The trail down to Sugarloaf Meadow is a sandy one, as it is frequented by horse packers, so the walking is not always pleasant, but the hiking is not challenging, with the trail rising and falling parallel to a small stream. While the Sugarloaf trail must get lots of traffic in the summer, by early October we would have it much to ourselves. The rare exception was when we once ran into two European fellows, middle aged, tanned and fit, who, besides packs, wore nothing but g-strings. There is nothing like two Germans in jockstraps to make a young person forget their blistering feet and reflect on the wonders of nature.
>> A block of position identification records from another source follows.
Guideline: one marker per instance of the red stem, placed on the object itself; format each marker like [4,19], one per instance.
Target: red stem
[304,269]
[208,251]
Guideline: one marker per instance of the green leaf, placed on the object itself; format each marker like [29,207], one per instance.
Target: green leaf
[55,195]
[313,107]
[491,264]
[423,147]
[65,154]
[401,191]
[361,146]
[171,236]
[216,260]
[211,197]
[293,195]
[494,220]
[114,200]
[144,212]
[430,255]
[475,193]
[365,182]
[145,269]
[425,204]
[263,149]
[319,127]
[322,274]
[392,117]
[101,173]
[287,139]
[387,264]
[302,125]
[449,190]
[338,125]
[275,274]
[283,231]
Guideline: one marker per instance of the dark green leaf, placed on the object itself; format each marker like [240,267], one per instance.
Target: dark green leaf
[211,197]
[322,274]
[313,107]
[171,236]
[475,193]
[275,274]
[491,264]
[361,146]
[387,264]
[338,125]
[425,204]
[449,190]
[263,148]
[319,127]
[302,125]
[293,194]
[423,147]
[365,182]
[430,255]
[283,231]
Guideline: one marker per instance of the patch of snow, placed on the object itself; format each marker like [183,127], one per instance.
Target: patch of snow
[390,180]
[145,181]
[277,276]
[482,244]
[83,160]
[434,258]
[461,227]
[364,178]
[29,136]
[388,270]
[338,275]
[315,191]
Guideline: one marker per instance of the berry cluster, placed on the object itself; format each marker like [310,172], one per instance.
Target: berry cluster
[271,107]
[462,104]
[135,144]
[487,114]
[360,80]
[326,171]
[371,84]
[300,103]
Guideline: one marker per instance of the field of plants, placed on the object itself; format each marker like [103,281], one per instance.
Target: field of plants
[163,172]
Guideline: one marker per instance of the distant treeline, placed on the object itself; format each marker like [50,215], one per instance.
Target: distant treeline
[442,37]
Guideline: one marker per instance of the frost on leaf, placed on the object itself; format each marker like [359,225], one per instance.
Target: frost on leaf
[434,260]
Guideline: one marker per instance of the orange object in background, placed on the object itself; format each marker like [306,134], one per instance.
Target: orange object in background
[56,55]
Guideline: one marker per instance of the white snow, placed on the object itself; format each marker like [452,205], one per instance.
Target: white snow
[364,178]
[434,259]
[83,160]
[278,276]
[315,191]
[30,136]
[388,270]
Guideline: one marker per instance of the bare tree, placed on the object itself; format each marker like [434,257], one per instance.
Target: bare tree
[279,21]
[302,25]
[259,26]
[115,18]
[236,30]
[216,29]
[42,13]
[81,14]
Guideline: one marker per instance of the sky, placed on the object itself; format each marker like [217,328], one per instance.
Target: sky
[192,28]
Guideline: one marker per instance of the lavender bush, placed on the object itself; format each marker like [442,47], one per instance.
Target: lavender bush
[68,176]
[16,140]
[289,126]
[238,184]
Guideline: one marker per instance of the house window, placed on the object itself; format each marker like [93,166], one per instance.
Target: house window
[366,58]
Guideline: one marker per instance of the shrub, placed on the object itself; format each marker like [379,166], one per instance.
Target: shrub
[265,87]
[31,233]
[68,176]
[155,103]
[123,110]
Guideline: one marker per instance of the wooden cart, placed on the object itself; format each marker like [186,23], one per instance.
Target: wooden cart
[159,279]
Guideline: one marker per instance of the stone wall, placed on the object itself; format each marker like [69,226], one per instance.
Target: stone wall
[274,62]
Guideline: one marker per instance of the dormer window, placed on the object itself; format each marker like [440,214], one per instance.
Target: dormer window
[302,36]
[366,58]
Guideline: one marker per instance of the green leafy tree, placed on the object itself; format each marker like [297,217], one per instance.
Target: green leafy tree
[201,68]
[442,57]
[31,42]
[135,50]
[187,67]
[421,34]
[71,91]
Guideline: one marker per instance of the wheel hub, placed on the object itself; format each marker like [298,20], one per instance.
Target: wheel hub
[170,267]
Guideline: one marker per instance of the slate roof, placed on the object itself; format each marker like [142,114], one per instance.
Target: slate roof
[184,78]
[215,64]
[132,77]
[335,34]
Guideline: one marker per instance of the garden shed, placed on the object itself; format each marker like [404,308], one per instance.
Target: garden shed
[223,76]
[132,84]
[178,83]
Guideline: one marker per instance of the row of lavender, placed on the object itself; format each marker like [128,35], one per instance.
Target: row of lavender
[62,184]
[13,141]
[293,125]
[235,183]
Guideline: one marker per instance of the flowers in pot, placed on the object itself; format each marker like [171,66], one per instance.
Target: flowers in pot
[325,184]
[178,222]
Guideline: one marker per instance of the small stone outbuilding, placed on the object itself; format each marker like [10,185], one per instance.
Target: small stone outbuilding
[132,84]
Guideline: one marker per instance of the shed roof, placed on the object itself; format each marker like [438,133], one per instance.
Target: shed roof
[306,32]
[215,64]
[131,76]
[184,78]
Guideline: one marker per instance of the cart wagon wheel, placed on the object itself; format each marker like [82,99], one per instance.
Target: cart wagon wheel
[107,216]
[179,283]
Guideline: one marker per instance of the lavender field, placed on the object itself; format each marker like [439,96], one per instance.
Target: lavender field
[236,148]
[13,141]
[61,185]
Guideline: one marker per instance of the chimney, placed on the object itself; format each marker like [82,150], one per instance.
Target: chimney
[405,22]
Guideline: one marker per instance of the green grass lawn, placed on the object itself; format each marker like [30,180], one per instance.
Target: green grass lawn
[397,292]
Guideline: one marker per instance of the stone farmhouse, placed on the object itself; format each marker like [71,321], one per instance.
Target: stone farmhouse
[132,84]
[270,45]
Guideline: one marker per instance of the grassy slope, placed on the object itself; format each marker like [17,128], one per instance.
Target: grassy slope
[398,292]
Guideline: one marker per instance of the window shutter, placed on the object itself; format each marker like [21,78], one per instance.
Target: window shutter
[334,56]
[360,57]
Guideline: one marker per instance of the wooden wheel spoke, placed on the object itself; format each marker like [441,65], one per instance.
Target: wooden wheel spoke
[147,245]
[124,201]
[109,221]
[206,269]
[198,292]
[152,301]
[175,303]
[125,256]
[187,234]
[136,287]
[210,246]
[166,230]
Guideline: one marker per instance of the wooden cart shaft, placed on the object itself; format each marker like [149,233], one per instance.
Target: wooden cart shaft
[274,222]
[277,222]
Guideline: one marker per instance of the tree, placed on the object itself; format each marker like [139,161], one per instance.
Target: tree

Sugarloaf Meadow is a long swath of grassland at the foot of a giant rock whereof it got its name. The Sugarloaf is an imposing 1,000ft spire of granite that appears placed and forgotten by some wandering god. The west end of the meadow features a nice, shady campground that we called home for a night on the early trips. As we got to know the trail, we began to lunch at Sugarloaf and push on six more miles to Roaring River, the exertion paying off in yet another layover day. Another factor was that the packers liked the camp, so the best tent sites were often littered with horse turds. On occasion, some members of the group would not be able to resist sleeping down in the meadow, only to wake covered in frost in the morning.
Unfortunately, though the trail from Sugarloaf to Roaring River camp is probably less than seven miles, it is more up and down than the morning trail. It is on this trail that I recall seeing a small, honey-colored bear cub perched about as far up a towering dead tree as one could imagine. He just sat there hugging the tree, perhaps waiting for Mom to come back. As we had a similar thought, we did not stick around to take many pictures. It was also on this section of trail that a bald eagle, in what still is my closest ever experience of one, swooped down next to the trail to check us out and then, with the smallest discernible shift in his wings, with not even a wing beat, soared away from us and was out over Kings Canyon in a matter of seconds. Just writing about it I am still in awe.